Where to begin? On a good day, postpartum depression (PPD) is something I want to shove aside and pretend wasn’t an unwelcome houseguest at 6150 Buckingham Parkway. On a bad day, PPD won’t let me forget that it moved in approximately six weeks after the birth of our daughter–unannounced and with many bags to unpack. (If you’re not sure what it is or if you have it, this explanation in “plain mama English” should make it pretty clear.) I never expected to get PPD. I’m a licensed clinical social worker, I know all about depression, I treat people with depression. I’m not supposed to get depression. Surely knowing what it is and how to treat it will prevent me from getting it, right? But expectations are tricky little things that have a tendency to implode and suck you in like a black hole. You didn’t realize you had them until they’re already affecting you and it’s too late. Suffice it to say, my expectations did not protect me from PPD.
So when my sweet, supportive, emotionally literate husband told me several months in that he thought he needed to go to therapy for PPD, I felt unsurprised–I could see through my fog that he had been fraying at the seems, seeing the negative side of things more, quick to anger, a little withdrawn, a little less himself, despite giving his all at work and with the baby–and a little cheated. I needed to go to therapy, too. But it took someone else saying, “I have a problem,” for me to realize, I had a problem, too. Thank God he spoke up and told me. We had been drowning and we hadn’t said to anyone, “We are drowning, here.” The reason we were barely able to stay afloat is that we were each paddling with a broken oar with one hand and trying to plug the holes in the boat with the other. It didn’t matter what we did, we were still taking in water. And we needed help.

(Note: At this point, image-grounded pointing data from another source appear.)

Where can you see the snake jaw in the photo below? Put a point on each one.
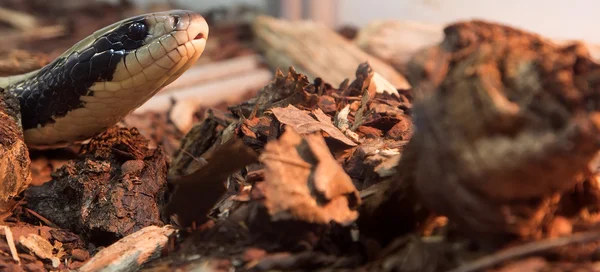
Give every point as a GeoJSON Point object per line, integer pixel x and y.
{"type": "Point", "coordinates": [174, 42]}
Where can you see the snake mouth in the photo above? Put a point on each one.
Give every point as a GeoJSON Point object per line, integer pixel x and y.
{"type": "Point", "coordinates": [199, 36]}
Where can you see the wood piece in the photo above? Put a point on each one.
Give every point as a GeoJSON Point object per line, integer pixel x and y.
{"type": "Point", "coordinates": [15, 176]}
{"type": "Point", "coordinates": [20, 20]}
{"type": "Point", "coordinates": [212, 72]}
{"type": "Point", "coordinates": [317, 51]}
{"type": "Point", "coordinates": [396, 41]}
{"type": "Point", "coordinates": [504, 118]}
{"type": "Point", "coordinates": [131, 252]}
{"type": "Point", "coordinates": [210, 93]}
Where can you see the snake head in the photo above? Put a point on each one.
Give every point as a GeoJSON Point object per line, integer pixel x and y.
{"type": "Point", "coordinates": [107, 75]}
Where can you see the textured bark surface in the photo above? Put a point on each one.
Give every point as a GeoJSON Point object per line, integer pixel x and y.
{"type": "Point", "coordinates": [316, 51]}
{"type": "Point", "coordinates": [505, 123]}
{"type": "Point", "coordinates": [14, 156]}
{"type": "Point", "coordinates": [116, 187]}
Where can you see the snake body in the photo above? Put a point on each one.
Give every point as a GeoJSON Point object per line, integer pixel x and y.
{"type": "Point", "coordinates": [105, 76]}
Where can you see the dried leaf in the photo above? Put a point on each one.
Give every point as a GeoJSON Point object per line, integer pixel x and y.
{"type": "Point", "coordinates": [304, 124]}
{"type": "Point", "coordinates": [198, 192]}
{"type": "Point", "coordinates": [304, 182]}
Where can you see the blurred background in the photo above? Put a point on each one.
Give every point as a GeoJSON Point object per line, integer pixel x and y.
{"type": "Point", "coordinates": [250, 39]}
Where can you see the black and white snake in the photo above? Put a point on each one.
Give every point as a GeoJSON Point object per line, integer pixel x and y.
{"type": "Point", "coordinates": [105, 76]}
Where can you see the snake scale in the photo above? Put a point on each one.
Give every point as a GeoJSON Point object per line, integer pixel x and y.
{"type": "Point", "coordinates": [105, 76]}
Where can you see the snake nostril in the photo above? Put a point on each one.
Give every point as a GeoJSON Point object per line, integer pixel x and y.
{"type": "Point", "coordinates": [176, 20]}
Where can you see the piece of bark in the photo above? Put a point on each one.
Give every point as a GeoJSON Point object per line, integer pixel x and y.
{"type": "Point", "coordinates": [132, 251]}
{"type": "Point", "coordinates": [291, 88]}
{"type": "Point", "coordinates": [116, 187]}
{"type": "Point", "coordinates": [396, 41]}
{"type": "Point", "coordinates": [15, 176]}
{"type": "Point", "coordinates": [507, 122]}
{"type": "Point", "coordinates": [40, 247]}
{"type": "Point", "coordinates": [207, 183]}
{"type": "Point", "coordinates": [304, 182]}
{"type": "Point", "coordinates": [305, 124]}
{"type": "Point", "coordinates": [317, 51]}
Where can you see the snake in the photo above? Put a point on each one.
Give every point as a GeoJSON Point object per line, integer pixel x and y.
{"type": "Point", "coordinates": [102, 78]}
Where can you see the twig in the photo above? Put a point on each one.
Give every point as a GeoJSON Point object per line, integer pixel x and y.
{"type": "Point", "coordinates": [17, 19]}
{"type": "Point", "coordinates": [11, 243]}
{"type": "Point", "coordinates": [527, 249]}
{"type": "Point", "coordinates": [41, 218]}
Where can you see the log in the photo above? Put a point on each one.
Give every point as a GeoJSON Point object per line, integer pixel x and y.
{"type": "Point", "coordinates": [15, 176]}
{"type": "Point", "coordinates": [316, 51]}
{"type": "Point", "coordinates": [396, 41]}
{"type": "Point", "coordinates": [211, 92]}
{"type": "Point", "coordinates": [213, 72]}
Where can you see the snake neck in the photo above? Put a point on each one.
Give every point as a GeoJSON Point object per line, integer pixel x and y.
{"type": "Point", "coordinates": [56, 89]}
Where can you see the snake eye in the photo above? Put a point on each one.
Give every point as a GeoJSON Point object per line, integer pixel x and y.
{"type": "Point", "coordinates": [137, 31]}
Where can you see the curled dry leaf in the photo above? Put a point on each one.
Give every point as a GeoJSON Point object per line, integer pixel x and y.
{"type": "Point", "coordinates": [305, 124]}
{"type": "Point", "coordinates": [505, 126]}
{"type": "Point", "coordinates": [304, 182]}
{"type": "Point", "coordinates": [198, 192]}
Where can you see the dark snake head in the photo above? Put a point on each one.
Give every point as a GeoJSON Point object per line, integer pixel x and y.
{"type": "Point", "coordinates": [107, 75]}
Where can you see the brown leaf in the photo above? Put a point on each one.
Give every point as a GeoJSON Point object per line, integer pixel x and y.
{"type": "Point", "coordinates": [197, 193]}
{"type": "Point", "coordinates": [304, 182]}
{"type": "Point", "coordinates": [293, 88]}
{"type": "Point", "coordinates": [304, 124]}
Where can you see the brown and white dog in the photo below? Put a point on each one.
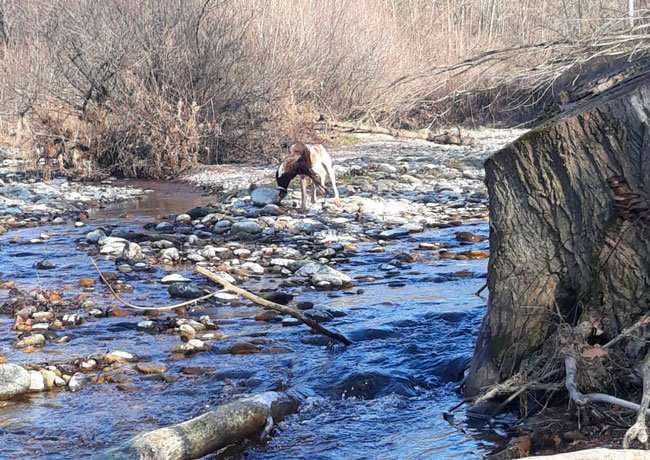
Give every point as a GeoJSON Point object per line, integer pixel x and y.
{"type": "Point", "coordinates": [309, 161]}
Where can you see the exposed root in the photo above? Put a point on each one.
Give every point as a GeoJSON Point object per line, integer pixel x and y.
{"type": "Point", "coordinates": [639, 430]}
{"type": "Point", "coordinates": [627, 331]}
{"type": "Point", "coordinates": [582, 399]}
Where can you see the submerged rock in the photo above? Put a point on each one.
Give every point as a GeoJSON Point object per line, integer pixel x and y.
{"type": "Point", "coordinates": [78, 381]}
{"type": "Point", "coordinates": [174, 278]}
{"type": "Point", "coordinates": [320, 274]}
{"type": "Point", "coordinates": [245, 227]}
{"type": "Point", "coordinates": [14, 380]}
{"type": "Point", "coordinates": [184, 291]}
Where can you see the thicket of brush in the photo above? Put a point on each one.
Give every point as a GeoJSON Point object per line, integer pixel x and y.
{"type": "Point", "coordinates": [154, 87]}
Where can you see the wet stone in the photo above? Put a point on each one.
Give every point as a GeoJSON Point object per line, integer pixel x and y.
{"type": "Point", "coordinates": [184, 291]}
{"type": "Point", "coordinates": [243, 348]}
{"type": "Point", "coordinates": [151, 368]}
{"type": "Point", "coordinates": [14, 380]}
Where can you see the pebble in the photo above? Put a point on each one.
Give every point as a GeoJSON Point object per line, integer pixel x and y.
{"type": "Point", "coordinates": [37, 382]}
{"type": "Point", "coordinates": [14, 380]}
{"type": "Point", "coordinates": [35, 340]}
{"type": "Point", "coordinates": [119, 357]}
{"type": "Point", "coordinates": [151, 368]}
{"type": "Point", "coordinates": [174, 278]}
{"type": "Point", "coordinates": [77, 381]}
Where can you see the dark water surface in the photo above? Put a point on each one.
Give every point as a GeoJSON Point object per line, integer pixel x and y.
{"type": "Point", "coordinates": [383, 397]}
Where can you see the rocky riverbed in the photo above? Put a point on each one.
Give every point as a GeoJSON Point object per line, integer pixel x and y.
{"type": "Point", "coordinates": [26, 200]}
{"type": "Point", "coordinates": [394, 269]}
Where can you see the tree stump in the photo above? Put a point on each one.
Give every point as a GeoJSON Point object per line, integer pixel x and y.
{"type": "Point", "coordinates": [569, 231]}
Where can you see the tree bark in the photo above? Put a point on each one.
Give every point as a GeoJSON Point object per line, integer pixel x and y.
{"type": "Point", "coordinates": [569, 238]}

That’s why I created this website and started a Perinatal Mood Disorder support group in our neighborhood. An incredible amount of resources and books are available for moms and dads with postpartum depression, but where are the stories of moms and dads on the teeter-totter of PPD together? Sometimes, you’re up, sometimes, you’re down, but never at the same time. I think there’s a beautiful asymmetry in what happened to us, and I believe it is through story that we heal. If there is anything that can help a struggling parent, or person, it’s knowing you’re not alone. There is hope. It won’t always feel this way. You will heal. And it’s my goal that by writing about the process of how we heal, and through evidenced-based practices, somebody who reads this will not only heal and survive, but thrive.